Additional model parameters, i.e., fetal swallowing, urine osmolality, fetal lung fluid secretion, fetal blood osmolality, amniotic fluid osmolality, transplacental flow, and fetal intramembranous flow, were left identical to those in the previous model (57).

#### Model input parameters and iterative time step.

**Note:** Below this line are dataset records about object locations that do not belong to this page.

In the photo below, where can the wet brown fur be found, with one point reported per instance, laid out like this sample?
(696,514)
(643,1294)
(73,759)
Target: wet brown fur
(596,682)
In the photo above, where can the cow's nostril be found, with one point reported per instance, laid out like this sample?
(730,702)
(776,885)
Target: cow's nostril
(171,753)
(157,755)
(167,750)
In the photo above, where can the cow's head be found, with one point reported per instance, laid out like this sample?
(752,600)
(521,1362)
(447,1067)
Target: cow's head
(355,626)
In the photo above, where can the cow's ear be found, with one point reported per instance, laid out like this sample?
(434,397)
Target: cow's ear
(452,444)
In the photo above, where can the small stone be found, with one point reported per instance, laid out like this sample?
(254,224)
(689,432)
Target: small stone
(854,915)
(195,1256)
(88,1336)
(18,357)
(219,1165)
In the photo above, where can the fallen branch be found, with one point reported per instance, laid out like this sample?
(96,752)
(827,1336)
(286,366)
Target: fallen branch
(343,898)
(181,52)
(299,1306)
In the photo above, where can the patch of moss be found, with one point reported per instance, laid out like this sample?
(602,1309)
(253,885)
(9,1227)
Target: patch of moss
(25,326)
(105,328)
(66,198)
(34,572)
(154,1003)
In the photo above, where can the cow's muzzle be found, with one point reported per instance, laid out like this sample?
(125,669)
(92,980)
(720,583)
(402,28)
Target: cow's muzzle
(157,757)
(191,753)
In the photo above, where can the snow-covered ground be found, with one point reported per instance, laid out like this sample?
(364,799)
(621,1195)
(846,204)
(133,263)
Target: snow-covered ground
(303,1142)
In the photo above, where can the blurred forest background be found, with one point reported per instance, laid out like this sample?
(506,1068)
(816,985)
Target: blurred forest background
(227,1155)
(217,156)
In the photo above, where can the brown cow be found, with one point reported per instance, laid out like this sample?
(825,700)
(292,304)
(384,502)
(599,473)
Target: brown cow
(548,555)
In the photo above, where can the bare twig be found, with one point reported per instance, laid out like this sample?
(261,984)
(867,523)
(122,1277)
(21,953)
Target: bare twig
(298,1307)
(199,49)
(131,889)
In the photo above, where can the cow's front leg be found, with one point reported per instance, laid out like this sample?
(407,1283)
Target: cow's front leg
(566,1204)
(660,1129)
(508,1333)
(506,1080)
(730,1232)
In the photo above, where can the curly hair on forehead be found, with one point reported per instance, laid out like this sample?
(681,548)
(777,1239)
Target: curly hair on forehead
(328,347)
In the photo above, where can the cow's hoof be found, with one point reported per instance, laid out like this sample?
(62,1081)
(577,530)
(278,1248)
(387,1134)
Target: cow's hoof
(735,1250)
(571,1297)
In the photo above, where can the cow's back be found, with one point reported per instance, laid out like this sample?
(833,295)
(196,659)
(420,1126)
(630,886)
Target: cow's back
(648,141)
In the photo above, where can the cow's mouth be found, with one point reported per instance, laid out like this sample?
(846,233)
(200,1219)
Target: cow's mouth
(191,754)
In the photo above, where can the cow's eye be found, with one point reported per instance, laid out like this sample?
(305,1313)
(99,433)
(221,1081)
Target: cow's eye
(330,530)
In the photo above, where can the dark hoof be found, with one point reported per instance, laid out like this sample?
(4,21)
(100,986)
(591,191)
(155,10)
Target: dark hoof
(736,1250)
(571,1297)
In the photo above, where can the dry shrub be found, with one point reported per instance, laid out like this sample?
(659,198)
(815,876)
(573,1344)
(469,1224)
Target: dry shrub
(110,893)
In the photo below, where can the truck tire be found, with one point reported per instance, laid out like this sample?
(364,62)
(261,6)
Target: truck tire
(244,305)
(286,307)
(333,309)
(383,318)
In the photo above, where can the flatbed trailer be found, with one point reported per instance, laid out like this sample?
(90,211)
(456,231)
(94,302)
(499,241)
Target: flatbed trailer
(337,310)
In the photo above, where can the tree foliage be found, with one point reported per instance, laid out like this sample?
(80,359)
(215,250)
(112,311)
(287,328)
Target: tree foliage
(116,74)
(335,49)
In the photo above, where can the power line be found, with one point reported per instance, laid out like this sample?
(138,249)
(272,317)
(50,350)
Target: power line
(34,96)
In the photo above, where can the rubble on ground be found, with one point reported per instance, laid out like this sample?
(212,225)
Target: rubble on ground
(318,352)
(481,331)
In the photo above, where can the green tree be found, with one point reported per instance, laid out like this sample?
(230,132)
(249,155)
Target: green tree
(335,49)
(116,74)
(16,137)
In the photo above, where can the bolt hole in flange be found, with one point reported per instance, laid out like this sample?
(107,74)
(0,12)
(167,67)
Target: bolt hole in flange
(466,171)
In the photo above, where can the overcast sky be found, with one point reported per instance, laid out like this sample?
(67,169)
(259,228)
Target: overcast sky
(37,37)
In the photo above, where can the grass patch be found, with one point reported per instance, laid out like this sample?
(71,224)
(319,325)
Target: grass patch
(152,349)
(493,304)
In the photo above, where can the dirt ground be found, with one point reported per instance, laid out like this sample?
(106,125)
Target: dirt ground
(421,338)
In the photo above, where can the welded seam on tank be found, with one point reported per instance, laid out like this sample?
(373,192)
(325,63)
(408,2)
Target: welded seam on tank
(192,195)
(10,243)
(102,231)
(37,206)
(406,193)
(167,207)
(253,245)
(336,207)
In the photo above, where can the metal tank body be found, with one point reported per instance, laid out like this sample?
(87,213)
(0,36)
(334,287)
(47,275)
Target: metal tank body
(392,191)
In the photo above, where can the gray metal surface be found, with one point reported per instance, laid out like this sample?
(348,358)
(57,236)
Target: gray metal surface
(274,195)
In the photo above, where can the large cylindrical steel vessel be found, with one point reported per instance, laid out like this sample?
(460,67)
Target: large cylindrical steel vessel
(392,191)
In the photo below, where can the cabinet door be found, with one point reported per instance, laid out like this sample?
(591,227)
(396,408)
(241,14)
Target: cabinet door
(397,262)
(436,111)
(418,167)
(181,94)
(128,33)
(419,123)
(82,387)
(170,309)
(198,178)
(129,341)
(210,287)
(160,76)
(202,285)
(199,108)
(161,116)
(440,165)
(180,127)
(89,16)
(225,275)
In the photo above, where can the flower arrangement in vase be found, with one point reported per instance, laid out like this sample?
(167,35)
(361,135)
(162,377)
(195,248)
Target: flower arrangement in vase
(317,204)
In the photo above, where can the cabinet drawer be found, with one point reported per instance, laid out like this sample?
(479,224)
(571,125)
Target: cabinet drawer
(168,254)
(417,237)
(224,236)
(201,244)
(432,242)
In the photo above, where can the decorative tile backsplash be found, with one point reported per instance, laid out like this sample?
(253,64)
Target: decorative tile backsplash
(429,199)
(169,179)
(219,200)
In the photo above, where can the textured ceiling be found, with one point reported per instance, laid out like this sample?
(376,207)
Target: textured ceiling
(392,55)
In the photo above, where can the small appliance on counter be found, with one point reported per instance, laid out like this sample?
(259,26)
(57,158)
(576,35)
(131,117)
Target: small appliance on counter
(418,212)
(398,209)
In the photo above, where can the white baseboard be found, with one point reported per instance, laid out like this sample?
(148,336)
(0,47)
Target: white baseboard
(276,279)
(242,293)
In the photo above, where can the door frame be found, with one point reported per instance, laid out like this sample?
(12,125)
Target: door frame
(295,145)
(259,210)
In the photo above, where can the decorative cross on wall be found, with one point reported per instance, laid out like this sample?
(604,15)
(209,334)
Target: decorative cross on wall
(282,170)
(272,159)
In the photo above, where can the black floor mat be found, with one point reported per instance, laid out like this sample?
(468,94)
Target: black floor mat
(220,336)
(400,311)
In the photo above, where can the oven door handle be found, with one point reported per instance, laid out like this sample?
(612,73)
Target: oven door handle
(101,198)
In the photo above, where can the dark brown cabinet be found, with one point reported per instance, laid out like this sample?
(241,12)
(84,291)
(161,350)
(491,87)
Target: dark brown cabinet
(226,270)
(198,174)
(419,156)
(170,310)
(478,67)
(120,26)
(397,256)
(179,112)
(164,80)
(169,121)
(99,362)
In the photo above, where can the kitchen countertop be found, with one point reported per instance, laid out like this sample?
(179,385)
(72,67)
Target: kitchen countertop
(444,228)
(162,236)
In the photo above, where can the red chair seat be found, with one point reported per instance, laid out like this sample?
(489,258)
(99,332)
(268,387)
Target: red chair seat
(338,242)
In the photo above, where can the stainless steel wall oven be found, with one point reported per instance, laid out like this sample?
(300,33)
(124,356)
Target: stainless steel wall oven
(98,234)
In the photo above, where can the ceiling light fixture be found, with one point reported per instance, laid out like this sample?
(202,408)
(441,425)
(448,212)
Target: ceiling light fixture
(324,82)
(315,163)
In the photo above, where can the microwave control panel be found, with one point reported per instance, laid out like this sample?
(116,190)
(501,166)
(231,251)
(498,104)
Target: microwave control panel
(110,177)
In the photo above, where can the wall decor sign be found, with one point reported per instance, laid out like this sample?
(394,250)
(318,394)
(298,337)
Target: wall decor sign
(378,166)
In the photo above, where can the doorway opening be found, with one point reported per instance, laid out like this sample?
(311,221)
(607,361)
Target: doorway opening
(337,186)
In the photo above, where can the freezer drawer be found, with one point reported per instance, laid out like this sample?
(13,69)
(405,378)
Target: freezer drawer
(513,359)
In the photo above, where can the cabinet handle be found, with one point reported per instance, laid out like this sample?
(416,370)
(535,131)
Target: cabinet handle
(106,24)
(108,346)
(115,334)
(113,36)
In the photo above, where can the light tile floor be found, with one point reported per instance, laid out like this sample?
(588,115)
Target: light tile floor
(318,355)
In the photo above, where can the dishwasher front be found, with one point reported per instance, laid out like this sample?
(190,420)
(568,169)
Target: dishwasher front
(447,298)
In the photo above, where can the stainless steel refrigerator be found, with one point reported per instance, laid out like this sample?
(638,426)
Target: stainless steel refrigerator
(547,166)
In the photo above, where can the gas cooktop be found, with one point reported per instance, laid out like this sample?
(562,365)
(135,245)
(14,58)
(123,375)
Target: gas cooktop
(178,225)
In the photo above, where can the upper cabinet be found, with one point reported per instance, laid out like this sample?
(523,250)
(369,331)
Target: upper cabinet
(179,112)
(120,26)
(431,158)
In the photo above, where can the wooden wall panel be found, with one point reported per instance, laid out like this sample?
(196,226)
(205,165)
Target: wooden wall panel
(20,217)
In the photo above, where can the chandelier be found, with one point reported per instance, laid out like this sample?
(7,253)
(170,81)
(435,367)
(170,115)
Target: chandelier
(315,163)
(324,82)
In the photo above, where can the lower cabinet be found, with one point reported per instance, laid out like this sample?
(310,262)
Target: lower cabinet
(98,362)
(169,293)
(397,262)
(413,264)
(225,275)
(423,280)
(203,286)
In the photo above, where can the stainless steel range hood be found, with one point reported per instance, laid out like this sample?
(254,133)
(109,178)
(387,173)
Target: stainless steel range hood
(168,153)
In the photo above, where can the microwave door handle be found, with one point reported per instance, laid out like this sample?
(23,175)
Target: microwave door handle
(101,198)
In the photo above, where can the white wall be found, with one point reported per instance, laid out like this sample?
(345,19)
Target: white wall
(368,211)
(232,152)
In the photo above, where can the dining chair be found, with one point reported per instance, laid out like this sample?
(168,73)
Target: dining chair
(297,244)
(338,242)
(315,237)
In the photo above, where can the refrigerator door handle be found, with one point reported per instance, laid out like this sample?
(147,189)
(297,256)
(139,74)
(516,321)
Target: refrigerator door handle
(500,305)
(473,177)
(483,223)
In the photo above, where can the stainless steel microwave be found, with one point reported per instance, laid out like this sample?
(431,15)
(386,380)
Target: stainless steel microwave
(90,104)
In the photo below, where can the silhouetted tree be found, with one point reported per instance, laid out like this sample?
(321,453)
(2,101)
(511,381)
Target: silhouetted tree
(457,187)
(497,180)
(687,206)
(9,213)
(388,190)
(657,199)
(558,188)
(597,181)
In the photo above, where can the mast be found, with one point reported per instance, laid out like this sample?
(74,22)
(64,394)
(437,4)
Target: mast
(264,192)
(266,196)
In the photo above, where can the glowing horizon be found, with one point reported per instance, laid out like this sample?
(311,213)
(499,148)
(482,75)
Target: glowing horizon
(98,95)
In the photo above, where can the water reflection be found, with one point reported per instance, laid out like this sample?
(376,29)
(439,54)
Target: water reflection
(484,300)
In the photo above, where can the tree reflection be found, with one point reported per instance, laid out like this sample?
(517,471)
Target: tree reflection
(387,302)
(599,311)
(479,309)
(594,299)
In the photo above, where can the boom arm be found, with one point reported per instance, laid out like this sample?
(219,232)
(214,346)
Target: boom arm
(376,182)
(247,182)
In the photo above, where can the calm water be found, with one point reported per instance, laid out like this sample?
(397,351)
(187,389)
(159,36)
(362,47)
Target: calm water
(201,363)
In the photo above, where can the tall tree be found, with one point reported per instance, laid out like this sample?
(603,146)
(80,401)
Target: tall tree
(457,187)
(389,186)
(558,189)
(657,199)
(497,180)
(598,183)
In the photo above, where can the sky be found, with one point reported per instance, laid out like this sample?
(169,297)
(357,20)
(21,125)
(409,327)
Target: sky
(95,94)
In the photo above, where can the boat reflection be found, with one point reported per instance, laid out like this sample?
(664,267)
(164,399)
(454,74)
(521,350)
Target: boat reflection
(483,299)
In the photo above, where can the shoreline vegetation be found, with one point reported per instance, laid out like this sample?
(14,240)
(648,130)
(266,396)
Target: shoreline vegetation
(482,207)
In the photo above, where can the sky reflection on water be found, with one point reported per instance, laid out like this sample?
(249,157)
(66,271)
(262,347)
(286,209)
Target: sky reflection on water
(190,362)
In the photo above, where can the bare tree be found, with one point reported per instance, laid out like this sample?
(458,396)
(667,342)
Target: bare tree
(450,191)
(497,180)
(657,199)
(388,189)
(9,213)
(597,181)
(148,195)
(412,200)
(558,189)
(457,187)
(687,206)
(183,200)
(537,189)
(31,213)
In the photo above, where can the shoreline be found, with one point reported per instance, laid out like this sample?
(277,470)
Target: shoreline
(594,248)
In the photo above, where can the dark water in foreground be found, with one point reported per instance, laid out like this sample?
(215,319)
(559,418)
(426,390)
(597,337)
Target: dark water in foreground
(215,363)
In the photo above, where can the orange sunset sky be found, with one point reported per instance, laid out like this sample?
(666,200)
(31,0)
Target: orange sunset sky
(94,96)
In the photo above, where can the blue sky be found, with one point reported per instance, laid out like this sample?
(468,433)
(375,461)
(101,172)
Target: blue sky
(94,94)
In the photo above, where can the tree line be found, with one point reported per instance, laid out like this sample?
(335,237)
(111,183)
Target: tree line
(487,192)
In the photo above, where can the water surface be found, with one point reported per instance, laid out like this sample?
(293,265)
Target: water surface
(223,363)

Input parameters in the model are left identical to those in the previous models (57, 61), i.e., vascular anastomotic radii of AV, VA, AA, and VV anastomoses and the degree of placental sharing between donor and recipient twin. In our models, radius and length of all anastomoses increase linearly with gestation, implying that their values at 40 wk determine the anastomotic resistances at all gestational ages (61, 57), i.e., *Eq. M8* (Table 3). In our models, anastomotic radii are converted to resistances, based on Poiseuille’s law of laminar flow. The differential equations were solved by a standard forward finite difference method, using a time step of 10^{−6} wk, which is comparable to 0.6 s. This is 100 times shorter than in the previous model, required to prevent the numerical solution to include an oscillatory component. The numerical code was programmed in Borland Delphi 5.0. One computer simulation on our Pentium 2-GHz 512-MB PC takes approximately 9 min.

## RESULTS

### Single AV Anastomosis with Severe TTTS and Hydrops in Recipient Twin

A single AV anastomosis was selected to have a resistance that generates an anhydramniotic “stuck” donor twin at 22 wk of gestation and a polyhydramniotic recipient at 19.9 wk (Fig. 10*A*), where polyhydramnios was defined as an amniotic fluid volume of twice the normal volume (57). Fetofetal transfusion before 22 wk reduces the increase of the donor twin’s blood volume (Fig. 10*B*) and total body fluid volume (Fig. 10*C*), leading to hypotension (Fig. 10*D*) and a reduced urine production. In the recipient twin, increased growth of the blood volume leads to mild hypertension (Fig. 10*D*), increased urine production, increased COP, increased transplacental flow, and polyhydramnios (Fig. 10*A*). Subsequently, a stuck donor twin develops, hence the onset of TTTS stage 1. After 22 wk, the inability of the donor twin to swallow amniotic fluid aggravates its hypotension, leading to a strong increase of RAS production (Fig. 10*E*), which results in an increased transfusion of RAS mediators to the recipient twin. The recipient’s polyuria now becomes mitigated by the transfused RAS mediators, which strongly increase the recipient’s venous and hence capillary blood pressures (Fig. 10*D*). At 24.4 wk the recipient twin’s total interstitial volume has increased 18% above normal for gestational age, our definition of fetal hydrops (Fig. 10*F*).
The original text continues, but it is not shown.